O projeto é resultado de um convênio firmado entre o Ministério Público do Trabalho da 15ª Região (MPT-15), o Cecult e o AEL, com financiamento da Fundação de Amparo à Pesquisa do Estado de São Paulo (Fapesp). Foram quatro anos de trabalho e envolveu cerca de 30 pessoas. A página dá acesso a um banco de dados que oferece informações sobre infrações trabalhistas investigadas pelo MPT-15 no período de 1991 e 2010. São 4,2 milhões de páginas, o equivalente a 500 metros lineares de documentos, segundo Humberto Innarelli, diretor técnico do arquivo AEL. “Um dos desafios deste projeto foi ajustar procedimentos de digitalização para chegarmos a um termo com MPT, que fosse aceitável tanto pelo MPT como pela universidade, ou seja, em um termo de uso da documentação e cessão dessa documentação”, disse.

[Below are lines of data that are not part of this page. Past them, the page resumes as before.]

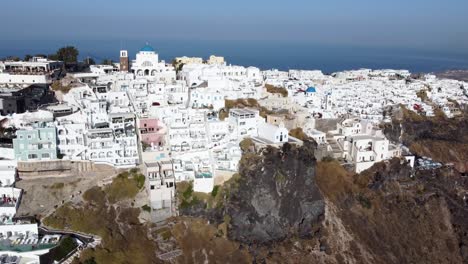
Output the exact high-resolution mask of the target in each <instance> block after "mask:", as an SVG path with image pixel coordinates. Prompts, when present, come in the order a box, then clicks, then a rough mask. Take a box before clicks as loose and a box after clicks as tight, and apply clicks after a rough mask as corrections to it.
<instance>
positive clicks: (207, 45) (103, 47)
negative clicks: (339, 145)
mask: <svg viewBox="0 0 468 264" xmlns="http://www.w3.org/2000/svg"><path fill="white" fill-rule="evenodd" d="M144 41H145V40H139V41H126V42H123V41H115V40H112V41H111V40H109V41H12V40H9V41H4V42H2V43H0V58H3V57H6V56H11V55H14V56H18V57H23V56H24V55H26V54H32V55H34V54H41V53H42V54H48V53H51V52H53V51H55V50H56V49H57V48H59V47H61V46H64V45H74V46H75V47H77V48H78V49H79V50H80V56H79V58H80V59H84V58H86V57H88V56H89V57H91V58H93V59H94V60H95V61H96V62H100V61H102V60H103V59H112V60H114V61H118V56H119V50H120V49H127V50H128V51H129V53H130V54H135V52H136V51H137V50H138V49H139V48H140V46H141V43H142V42H144ZM149 42H150V43H151V44H152V46H154V47H155V49H156V50H157V52H158V53H159V55H160V57H161V58H162V59H163V60H166V62H170V61H171V60H172V59H173V58H175V57H178V56H195V57H204V58H207V57H208V56H209V55H212V54H214V55H220V56H224V57H225V58H226V60H227V62H228V63H229V64H233V65H242V66H255V67H259V68H260V69H262V70H267V69H279V70H288V69H300V70H321V71H322V72H324V73H333V72H338V71H345V70H355V69H360V68H369V69H406V70H409V71H411V72H414V73H420V72H424V73H434V72H435V73H439V72H445V71H449V70H468V52H467V53H466V54H465V53H459V54H457V53H454V52H453V51H430V50H420V49H414V48H408V49H404V48H392V47H385V48H382V47H352V46H343V45H342V46H338V45H324V44H307V43H303V44H300V43H296V44H295V43H277V42H260V41H257V42H248V41H236V42H232V41H190V42H189V41H158V40H154V41H149Z"/></svg>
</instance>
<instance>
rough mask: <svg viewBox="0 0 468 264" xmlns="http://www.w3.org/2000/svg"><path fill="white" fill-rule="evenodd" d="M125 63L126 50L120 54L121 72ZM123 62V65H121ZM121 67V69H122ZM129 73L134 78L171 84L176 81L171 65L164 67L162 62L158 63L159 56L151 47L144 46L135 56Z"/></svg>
mask: <svg viewBox="0 0 468 264" xmlns="http://www.w3.org/2000/svg"><path fill="white" fill-rule="evenodd" d="M125 61H128V53H127V51H126V50H122V51H121V52H120V62H121V70H123V71H125V68H126V67H125V64H126V63H125ZM122 62H124V63H122ZM122 66H123V67H122ZM130 69H131V71H132V72H133V73H134V74H135V77H136V78H151V79H154V80H155V81H160V82H165V83H169V82H173V81H175V80H176V72H175V69H174V67H173V66H172V65H166V63H165V62H164V61H159V55H158V54H157V53H156V51H155V50H154V48H153V47H151V46H150V45H148V44H146V45H145V46H144V47H143V48H141V50H140V51H139V52H138V53H137V54H136V59H135V60H132V64H131V68H130Z"/></svg>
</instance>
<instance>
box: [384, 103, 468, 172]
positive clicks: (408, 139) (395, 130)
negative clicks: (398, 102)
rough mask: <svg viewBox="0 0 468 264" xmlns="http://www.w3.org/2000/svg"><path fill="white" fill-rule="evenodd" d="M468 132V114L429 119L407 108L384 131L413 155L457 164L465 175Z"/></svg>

De acordo com a chefe da procuradoria do MPT, Maria Stela Guimarães de Martin, o acervo é referente aos processos encerrados e finalizados, que seriam encaminhados para eliminação por meio de incineração, conforme determina a lei, de 598 municípios do estado de São Paulo, inclusive Campinas.

O vasto material reunido não se restringe a apenas sentenças. Inclui desde o dia a dia do funcionamento das empresas – como cartões de ponto, contratos e manuais de conduta, por exemplo – até um pouco da história pessoal de cada trabalhador, por meio de carteiras de trabalho, de exames médicos e de cartas de próprio punho. Para a historiadora do Cecult, Silvia Lara, participante do projeto “Entre a escravidão e o fardo da liberdade: os trabalhadores e as formas de exploração do trabalho em perspectiva histórica”, que deu origem ao Acervo MPT15, os documentos permitem examinar as relações entre escravidão e liberdade no mundo contemporâneo: como essas formas de exploração do trabalho estão sendo pensadas, se distinguem e até se confundem nos dias de hoje.